LSE/OS is a nanokernel based operating system dedicated for the x86. LSE/OS is a good choice for PC/104 embedded systems.
Requirements:
· LSE/OS shall be viable.
· LSE/OS shall abandon the monolithic model: It is true that the monolithic kernel model is simple and has been well-tried, but at long-term there is a possibility we can't master all internal links that were made among all built-in services (locks, global variables, system priority levels) and that could lead to unpredictable results (deadlocks, errors, freeze of the system).
· LSE/OS shall offer the same services as in a Unix system.
· LSE/OS shall emulate a Unix system with a glue.
· LSE/OS shall be small but extensible (modular)
· LSE/OS shall unify disk and memory handling (McKusick): otherwise it induces a lot of code redundancy.
· LSE/OS shall have only one libc for kernel, drivers and processes: for the same reasons as above.
· LSE/OS shall not crash: It is true that todays kernels are quite stable but they sometime crash without any reason and this is inadmissible.
· LSE/OS shall rely under the hardware to the max (Mach philosophy)
· LSE/OS shall not stack contexts but use "context linking": that excludes stack overflows
· LSE/OS entire kernel shall work in fully "scalar" mode (without the need of an FPU).
· LSE/OS shall be fully written in C language (gcc).
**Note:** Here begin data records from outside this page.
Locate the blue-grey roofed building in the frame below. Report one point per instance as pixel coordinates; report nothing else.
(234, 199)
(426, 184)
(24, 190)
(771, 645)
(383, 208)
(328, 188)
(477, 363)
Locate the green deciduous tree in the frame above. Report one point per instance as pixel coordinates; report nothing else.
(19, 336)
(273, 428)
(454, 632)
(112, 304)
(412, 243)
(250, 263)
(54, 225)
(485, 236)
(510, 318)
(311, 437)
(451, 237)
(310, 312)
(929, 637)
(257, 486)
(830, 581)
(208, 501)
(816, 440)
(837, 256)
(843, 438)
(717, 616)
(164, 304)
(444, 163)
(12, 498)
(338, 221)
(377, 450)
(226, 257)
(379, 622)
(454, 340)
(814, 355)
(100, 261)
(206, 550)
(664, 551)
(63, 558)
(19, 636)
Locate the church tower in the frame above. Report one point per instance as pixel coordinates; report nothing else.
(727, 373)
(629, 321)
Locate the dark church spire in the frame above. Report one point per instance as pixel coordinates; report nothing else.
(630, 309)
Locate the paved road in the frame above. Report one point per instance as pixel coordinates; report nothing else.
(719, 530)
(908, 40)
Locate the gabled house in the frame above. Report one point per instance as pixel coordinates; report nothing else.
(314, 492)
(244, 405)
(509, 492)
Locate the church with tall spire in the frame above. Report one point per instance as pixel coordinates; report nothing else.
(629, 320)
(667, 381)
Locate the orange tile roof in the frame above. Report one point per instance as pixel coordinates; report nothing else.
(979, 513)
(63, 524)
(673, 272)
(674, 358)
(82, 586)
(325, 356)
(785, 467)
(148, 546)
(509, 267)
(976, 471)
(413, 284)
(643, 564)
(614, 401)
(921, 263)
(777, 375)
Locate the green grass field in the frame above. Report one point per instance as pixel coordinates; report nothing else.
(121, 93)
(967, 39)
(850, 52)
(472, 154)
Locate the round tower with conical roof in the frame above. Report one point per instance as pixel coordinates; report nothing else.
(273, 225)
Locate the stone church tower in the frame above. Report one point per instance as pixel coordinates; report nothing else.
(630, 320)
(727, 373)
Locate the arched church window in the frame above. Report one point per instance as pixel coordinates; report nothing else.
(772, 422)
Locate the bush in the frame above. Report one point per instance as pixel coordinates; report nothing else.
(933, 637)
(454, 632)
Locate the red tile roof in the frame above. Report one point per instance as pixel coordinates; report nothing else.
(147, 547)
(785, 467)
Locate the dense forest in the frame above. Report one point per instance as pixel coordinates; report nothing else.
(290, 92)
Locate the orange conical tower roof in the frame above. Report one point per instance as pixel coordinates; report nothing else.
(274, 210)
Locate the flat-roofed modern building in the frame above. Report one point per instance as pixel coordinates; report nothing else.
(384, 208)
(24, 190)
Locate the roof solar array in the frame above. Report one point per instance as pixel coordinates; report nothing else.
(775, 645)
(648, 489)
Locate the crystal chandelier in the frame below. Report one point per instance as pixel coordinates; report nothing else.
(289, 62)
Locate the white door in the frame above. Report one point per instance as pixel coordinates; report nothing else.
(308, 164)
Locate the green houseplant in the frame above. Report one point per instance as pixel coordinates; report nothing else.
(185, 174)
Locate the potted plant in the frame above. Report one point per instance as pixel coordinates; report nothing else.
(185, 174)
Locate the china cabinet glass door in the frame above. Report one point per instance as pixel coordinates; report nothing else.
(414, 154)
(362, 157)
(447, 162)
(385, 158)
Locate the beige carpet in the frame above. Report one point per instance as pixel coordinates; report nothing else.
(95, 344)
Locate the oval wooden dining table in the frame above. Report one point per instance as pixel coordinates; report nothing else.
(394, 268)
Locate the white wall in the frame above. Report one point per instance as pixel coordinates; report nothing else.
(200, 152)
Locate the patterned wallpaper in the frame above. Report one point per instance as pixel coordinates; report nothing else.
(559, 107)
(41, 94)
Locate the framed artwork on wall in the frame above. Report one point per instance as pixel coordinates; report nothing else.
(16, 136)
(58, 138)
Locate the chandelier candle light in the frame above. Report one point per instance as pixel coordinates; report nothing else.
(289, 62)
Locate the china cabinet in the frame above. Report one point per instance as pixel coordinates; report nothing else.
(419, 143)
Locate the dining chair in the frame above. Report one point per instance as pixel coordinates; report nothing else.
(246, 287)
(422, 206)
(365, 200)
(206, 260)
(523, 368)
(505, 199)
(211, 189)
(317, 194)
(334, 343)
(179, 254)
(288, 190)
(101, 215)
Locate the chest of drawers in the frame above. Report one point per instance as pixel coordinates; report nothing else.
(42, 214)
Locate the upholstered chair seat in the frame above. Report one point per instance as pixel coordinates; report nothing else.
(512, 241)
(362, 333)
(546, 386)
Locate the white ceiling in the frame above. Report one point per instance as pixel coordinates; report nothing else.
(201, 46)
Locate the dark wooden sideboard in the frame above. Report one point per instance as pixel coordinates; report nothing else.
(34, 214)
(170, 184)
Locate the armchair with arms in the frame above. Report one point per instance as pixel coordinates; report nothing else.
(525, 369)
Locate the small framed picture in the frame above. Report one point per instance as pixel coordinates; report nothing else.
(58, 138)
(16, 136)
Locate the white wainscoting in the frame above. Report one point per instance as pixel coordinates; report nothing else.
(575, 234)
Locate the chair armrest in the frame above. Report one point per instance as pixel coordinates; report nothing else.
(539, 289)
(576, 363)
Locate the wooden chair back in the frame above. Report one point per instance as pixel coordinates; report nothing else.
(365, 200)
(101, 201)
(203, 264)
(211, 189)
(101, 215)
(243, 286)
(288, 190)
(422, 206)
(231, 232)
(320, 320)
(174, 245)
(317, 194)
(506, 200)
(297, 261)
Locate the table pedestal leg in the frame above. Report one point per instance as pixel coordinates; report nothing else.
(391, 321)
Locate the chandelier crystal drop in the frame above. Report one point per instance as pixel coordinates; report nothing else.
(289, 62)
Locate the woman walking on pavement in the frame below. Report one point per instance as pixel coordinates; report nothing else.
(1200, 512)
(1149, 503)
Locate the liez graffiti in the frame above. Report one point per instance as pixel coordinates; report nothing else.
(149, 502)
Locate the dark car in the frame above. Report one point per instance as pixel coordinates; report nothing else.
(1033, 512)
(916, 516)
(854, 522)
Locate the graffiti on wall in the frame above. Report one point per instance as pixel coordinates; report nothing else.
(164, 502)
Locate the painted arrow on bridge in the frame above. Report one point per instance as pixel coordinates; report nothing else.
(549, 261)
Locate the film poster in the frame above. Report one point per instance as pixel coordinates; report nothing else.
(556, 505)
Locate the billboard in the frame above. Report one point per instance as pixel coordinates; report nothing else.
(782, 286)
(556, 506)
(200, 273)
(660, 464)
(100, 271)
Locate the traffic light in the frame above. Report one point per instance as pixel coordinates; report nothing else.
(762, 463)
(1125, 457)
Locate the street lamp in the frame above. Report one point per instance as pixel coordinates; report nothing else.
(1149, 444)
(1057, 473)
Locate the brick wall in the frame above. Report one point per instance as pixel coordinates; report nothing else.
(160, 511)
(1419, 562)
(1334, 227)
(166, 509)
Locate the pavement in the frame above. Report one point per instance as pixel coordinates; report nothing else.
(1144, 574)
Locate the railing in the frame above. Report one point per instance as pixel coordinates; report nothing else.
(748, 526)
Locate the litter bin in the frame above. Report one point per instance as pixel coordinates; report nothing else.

Assembly calls are wrapped into C functions.
· LSE/OS code for managing peripheral shall be out of the core kernel: making services independant leads to a better global stability (tends to eliminate deadlock conditions).
· LSE/OS Drivers shall be normal userland processes.
· LSE/OS Drivers shall be reusable (backward compatibility of binaries)
· There shan't be spl() like functions in LSE/OS: interrupt handlers are not interruptible (this is the default for x86 taskgates).
· LSE/OS shall support VM86 extension.
· LSE/OS shall support SMP (Symetric Multi-Processing).
What's New in This Release:
· Full VM86/VBE (graphics) support was added.